La trêve hivernale est terminée et les expulsions locatives repartent à la hausse, laissant des milliers de ménages, souvent fragiles, sans solution de relogement.
Alors que la trêve hivernale vient de s’achever, la question des expulsions locatives revient au premier plan, dans un contexte de crise du logement persistante et de durcissement des politiques publiques. Entre hausse des procédures et critiques d’associations, le sujet cristallise les tensions.
Fin de la trêve hivernale et reprise des expulsions
Instaurée en 1956, la trêve hivernale suspend chaque année les expulsions locatives ainsi que les coupures d’électricité et de gaz entre le 1er novembre et le 31 mars, soit durant les mois les plus froids. Mais à l’issue de cette période, les chiffres témoignent d’une nette accélération : en un an, les expulsions réalisées avec le concours de la force publique ont progressé de 27 %, atteignant 30 500 interventions, selon les commissaires de justice. Un niveau deux fois supérieur à celui observé en 2016.

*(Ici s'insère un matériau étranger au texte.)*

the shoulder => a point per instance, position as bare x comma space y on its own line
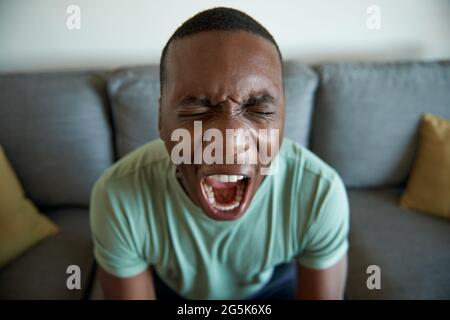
142, 159
316, 184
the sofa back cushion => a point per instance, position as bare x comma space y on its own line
55, 130
367, 117
134, 94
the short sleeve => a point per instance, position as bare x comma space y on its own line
115, 248
327, 236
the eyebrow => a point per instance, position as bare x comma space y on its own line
191, 101
205, 102
257, 99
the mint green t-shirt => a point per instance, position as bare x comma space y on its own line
141, 217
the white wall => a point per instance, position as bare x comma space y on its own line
34, 36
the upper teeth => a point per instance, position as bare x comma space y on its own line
226, 178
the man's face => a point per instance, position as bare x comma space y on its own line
226, 80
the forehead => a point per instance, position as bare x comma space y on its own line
216, 61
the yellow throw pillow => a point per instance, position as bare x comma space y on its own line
21, 224
428, 187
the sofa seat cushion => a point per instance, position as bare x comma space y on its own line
134, 94
412, 249
55, 129
40, 273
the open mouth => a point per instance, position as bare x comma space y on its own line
225, 194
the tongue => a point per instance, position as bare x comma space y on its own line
224, 192
225, 196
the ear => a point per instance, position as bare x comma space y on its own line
159, 116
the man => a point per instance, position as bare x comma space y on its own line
219, 230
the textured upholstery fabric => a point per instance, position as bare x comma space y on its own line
411, 248
134, 94
54, 128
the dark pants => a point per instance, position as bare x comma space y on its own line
281, 286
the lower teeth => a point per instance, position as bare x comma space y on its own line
224, 207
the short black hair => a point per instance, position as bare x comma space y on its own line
215, 19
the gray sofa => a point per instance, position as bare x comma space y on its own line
62, 130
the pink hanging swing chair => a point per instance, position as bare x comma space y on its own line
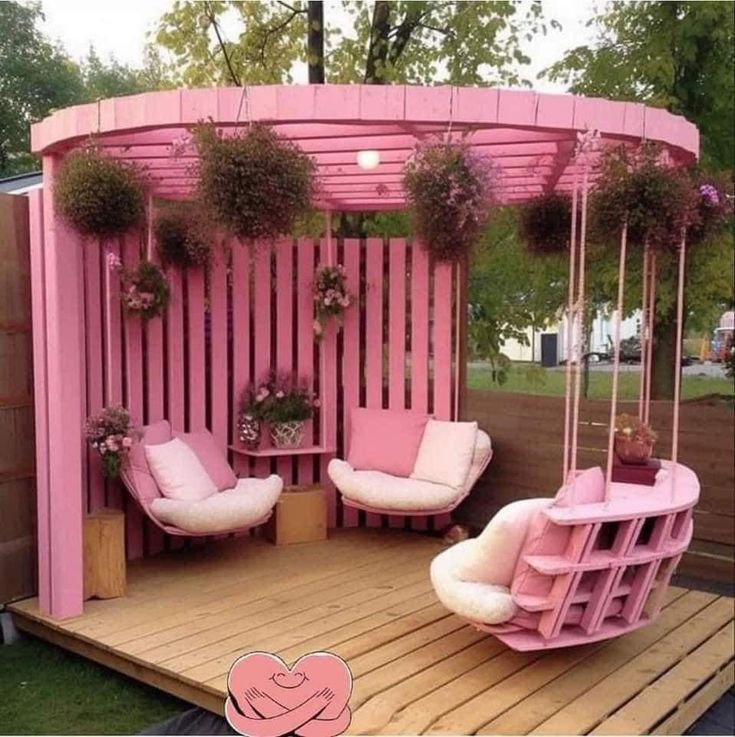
595, 561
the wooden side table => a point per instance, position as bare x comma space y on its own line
104, 554
300, 516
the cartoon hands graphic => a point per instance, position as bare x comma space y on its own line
267, 699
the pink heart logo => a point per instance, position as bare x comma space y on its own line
266, 698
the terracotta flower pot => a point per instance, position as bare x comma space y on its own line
287, 434
249, 431
635, 452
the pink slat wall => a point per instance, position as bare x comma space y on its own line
254, 311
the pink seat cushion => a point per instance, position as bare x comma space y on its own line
211, 457
385, 440
138, 473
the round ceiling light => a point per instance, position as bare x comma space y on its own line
368, 159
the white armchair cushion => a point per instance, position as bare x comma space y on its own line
446, 452
384, 491
248, 502
178, 472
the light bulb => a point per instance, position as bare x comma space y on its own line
368, 159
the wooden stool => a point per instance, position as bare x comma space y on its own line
300, 516
104, 554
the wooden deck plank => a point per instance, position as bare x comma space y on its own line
366, 595
641, 714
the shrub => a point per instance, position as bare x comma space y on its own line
449, 188
98, 195
255, 184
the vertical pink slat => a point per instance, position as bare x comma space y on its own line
113, 348
397, 333
196, 358
64, 383
374, 335
351, 356
93, 263
262, 291
305, 337
218, 365
40, 376
133, 330
442, 354
175, 351
284, 329
240, 337
328, 398
419, 282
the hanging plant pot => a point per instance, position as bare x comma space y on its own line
254, 184
658, 201
546, 223
286, 435
98, 195
449, 189
183, 236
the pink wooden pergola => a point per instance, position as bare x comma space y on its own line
531, 139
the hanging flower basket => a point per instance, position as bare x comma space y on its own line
658, 201
449, 188
331, 296
183, 236
254, 184
98, 195
546, 223
144, 289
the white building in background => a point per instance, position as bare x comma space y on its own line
600, 338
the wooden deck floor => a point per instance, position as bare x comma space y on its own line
366, 595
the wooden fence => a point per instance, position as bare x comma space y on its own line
17, 483
527, 434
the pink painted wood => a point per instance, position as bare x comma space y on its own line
133, 374
351, 356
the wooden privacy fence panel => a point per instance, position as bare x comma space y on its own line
17, 483
253, 311
528, 434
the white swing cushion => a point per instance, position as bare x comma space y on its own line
473, 577
249, 502
385, 491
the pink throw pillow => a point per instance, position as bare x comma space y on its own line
385, 440
211, 457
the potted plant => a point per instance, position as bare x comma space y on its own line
98, 195
183, 236
546, 223
331, 296
633, 439
449, 188
286, 404
254, 184
657, 201
249, 417
145, 291
111, 434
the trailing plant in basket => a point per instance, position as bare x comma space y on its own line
98, 195
144, 289
546, 223
449, 188
658, 201
254, 184
183, 236
111, 434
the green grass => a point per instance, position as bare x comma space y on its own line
46, 690
600, 387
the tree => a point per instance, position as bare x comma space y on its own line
391, 41
36, 76
678, 55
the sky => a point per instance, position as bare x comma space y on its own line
121, 28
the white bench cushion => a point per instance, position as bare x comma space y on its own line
250, 501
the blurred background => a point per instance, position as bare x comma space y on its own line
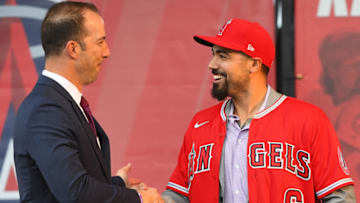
157, 77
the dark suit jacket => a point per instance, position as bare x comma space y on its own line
56, 154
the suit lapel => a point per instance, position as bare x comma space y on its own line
89, 134
92, 139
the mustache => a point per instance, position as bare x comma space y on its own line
217, 72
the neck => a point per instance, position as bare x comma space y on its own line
64, 69
248, 104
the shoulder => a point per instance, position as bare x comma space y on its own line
298, 107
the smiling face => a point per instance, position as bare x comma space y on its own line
94, 48
231, 73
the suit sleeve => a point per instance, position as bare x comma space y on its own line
52, 143
330, 171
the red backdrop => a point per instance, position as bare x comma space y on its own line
327, 39
149, 88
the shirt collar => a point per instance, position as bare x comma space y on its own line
263, 105
66, 84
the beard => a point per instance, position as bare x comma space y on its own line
220, 91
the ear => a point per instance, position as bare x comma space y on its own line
73, 49
255, 64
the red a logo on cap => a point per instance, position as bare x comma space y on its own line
221, 31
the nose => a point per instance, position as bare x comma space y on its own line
106, 52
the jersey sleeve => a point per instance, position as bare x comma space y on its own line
179, 180
330, 171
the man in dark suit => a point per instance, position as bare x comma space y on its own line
61, 152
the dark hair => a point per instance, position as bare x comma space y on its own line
63, 22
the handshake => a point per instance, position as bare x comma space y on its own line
148, 194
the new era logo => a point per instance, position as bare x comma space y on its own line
221, 31
250, 48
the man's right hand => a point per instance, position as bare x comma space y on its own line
150, 195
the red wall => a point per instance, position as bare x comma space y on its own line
153, 83
327, 54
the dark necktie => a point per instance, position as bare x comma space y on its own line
85, 105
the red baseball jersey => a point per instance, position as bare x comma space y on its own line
293, 155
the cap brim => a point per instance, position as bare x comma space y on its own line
211, 41
204, 40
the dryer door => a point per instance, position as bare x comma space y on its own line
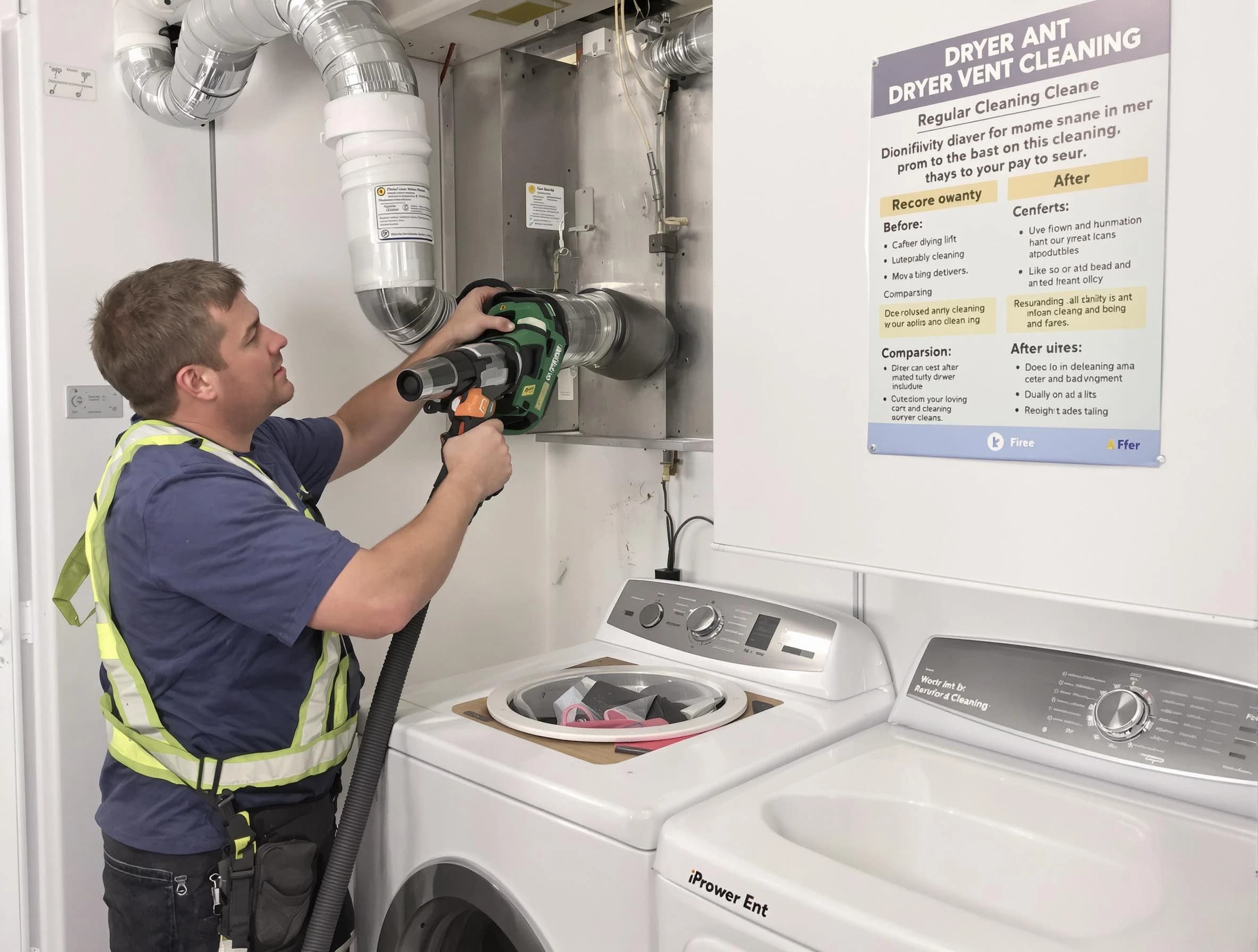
452, 908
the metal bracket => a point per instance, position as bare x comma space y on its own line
664, 243
583, 210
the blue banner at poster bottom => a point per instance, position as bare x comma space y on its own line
1030, 444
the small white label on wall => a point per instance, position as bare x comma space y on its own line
544, 207
404, 213
70, 82
92, 402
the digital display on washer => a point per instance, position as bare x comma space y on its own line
763, 633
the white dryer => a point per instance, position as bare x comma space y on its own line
496, 836
1022, 798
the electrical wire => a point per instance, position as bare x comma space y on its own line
650, 94
622, 45
668, 521
672, 543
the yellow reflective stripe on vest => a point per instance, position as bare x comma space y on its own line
138, 738
166, 761
312, 720
343, 693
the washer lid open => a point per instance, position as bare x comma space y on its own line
517, 704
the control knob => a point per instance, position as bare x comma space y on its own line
651, 615
703, 623
1121, 713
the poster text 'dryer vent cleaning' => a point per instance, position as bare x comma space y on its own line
1017, 206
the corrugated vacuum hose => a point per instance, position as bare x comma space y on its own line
373, 750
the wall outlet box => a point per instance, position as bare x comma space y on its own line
598, 43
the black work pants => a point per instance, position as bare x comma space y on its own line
164, 903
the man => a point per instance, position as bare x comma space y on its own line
222, 603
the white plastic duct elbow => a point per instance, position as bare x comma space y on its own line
381, 149
374, 120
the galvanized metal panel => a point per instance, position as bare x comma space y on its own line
515, 122
613, 162
479, 172
688, 193
539, 145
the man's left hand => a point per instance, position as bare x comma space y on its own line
469, 322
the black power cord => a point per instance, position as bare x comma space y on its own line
672, 573
672, 549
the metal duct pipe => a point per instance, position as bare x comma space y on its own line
686, 50
374, 121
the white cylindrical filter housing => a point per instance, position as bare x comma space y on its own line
383, 148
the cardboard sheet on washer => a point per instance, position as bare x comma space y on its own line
598, 754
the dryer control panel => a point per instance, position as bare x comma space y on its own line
1137, 713
730, 628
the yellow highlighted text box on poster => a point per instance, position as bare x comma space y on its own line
1072, 310
953, 198
1126, 172
935, 319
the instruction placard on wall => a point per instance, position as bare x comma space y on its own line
544, 207
1017, 208
404, 213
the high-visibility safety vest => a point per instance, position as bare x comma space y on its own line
138, 737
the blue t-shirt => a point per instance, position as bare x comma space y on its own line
212, 581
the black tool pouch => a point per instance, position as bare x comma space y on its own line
283, 888
290, 849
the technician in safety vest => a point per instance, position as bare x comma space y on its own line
222, 603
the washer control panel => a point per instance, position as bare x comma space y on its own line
731, 628
1154, 717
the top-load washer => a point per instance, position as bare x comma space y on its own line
1022, 798
497, 831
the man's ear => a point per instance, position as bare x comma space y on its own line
197, 381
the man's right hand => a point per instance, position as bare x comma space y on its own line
480, 458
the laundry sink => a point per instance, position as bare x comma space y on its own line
1044, 857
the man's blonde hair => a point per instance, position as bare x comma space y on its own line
155, 322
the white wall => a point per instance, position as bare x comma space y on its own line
95, 190
281, 224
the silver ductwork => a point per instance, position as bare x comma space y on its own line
374, 121
684, 50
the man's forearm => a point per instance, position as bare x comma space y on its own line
384, 586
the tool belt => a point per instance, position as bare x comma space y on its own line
269, 873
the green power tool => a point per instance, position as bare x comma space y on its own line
500, 376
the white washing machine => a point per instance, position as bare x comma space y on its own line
507, 836
1022, 799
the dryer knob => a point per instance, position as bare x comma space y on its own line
1121, 715
651, 615
703, 623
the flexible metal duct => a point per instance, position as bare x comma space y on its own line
375, 122
686, 50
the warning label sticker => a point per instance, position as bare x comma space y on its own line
544, 207
404, 213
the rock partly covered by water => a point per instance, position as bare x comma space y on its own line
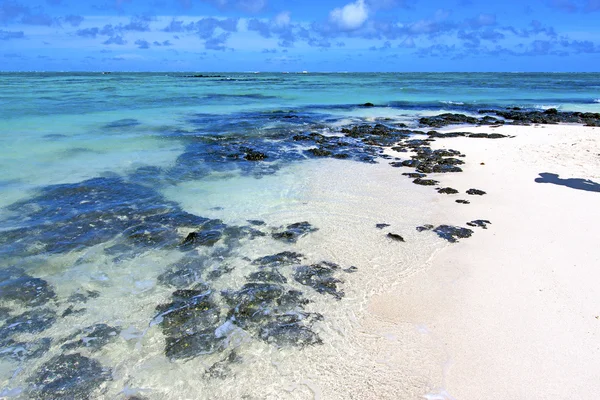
71, 376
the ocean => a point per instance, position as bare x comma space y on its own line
186, 235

Cette hausse s’inscrit dans une tendance plus large. En 2024, les expulsions avaient déjà bondi de 87 % par rapport à l’année précédente, sous l’effet conjugué de la crise du logement et du traitement différé de nombreux impayés hérités de la période Covid.
Un durcissement contesté par les acteurs du logement
Cette dynamique suscite de vives critiques du côté des associations. Jean-Baptiste Eyraud, porte-parole de l’association Droit au Logement (DAL), dénonce une politique qui pourrait encore amplifier le phénomène, accusant le ministre du Logement, Vincent Jeanbrun, de vouloir accélérer les expulsions. Ce dernier revendique en partie l’inspiration du modèle canadien, caractérisé par des procédures plus rapides en cas d’impayés, mais aussi par un accès au logement facilité grâce à des exigences moindres en matière de garanties. L’objectif affiché : rétablir la confiance entre propriétaires et locataires, condition jugée essentielle afin de résorber la crise.
Sur le terrain, les acteurs sociaux dressent toutefois un constat préoccupant. Marie Rothhahn, de la Fondation pour le logement des défavorisés, alerte sur un affaiblissement des protections, notamment dans un contexte d’aggravation de la précarité. Les structures d’aide observent une hausse des demandes émanant de publics fragiles, en particulier des femmes seules avec enfants et des personnes âgées.
Selon une étude de la Fondation, près d’un tiers des ménages expulsés restent sans solution de relogement durable, parfois plusieurs années après leur expulsion. Un chiffre qui illustre la profondeur de la crise.